Ray Charles was really good at snapping, said musical acoustician Kenneth Lindsay of Southern Oregon University in Ashland. Charles’s snaps that open “It Don’t Mean a Thing (If It Ain’t Got That Swing)” are timed so well that he is never more than 5 milliseconds off the tight beat.
Lindsay studies the physics of the sound of swing music such as Ray Charles’ hits, and in a talk last week at the Acoustical Society of America’s joint meeting in Honolulu with the Acoustical Society of Japan, he explained how he created a visual analysis of the bouncy, energetic, even lopsided musical style of swing.

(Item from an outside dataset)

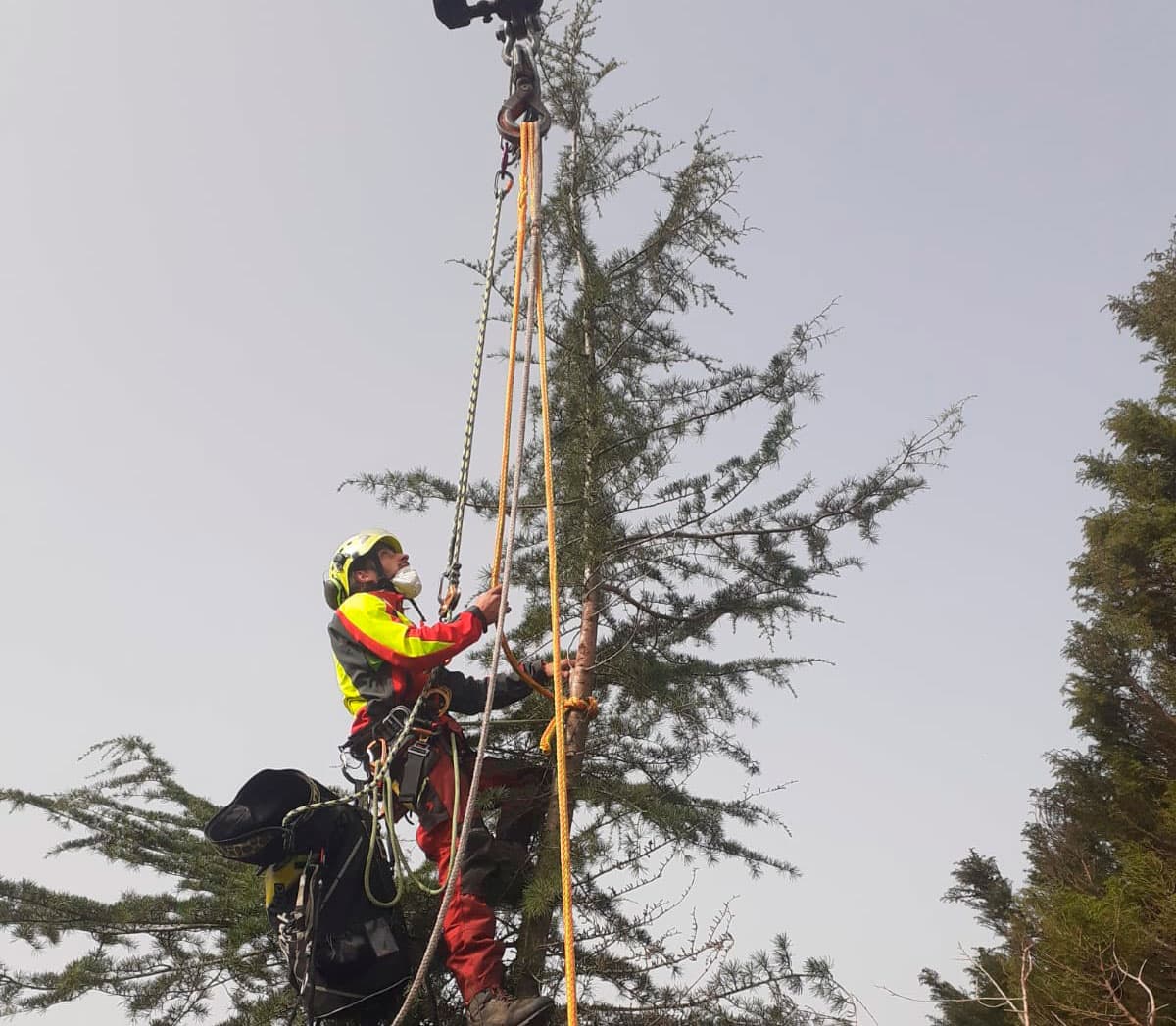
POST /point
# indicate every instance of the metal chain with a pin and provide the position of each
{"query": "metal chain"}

“If you’re tapping your feet, that’s swing,” he said. To study swing, he looked at the popular dance music in all cultures — a loose rhythmic style that’s different from syncopation, in which a note is played when a pause is expected or an expected note isn’t played. Swing, he said, relies on drama and emotion, and a micro-timing of pulses and meter that aren’t found in other styles. Swing uses a lot of triplets, irregular notes that are 2/3 the length of a regular note. Swing is found in American jazz, Caribbean beats, Brazilian swingee, reggae, samba and many other musical styles around the world.
To really see what this universal but mysterious music looked like, Lindsay broke down famous swing songs like “Fever” and “Graceland” in various ways. He measured the song’s notes and pulses very finely, to within 3-10 milliseconds per musical event, sometimes even fine-tuning the differences between the sounds to a half a millisecond. This way he could separate out instruments, voices and drums by their pitch and note. He created graphs that separated out the instruments. That’s how he noticed Ray Charles’ incredibly tight snapping.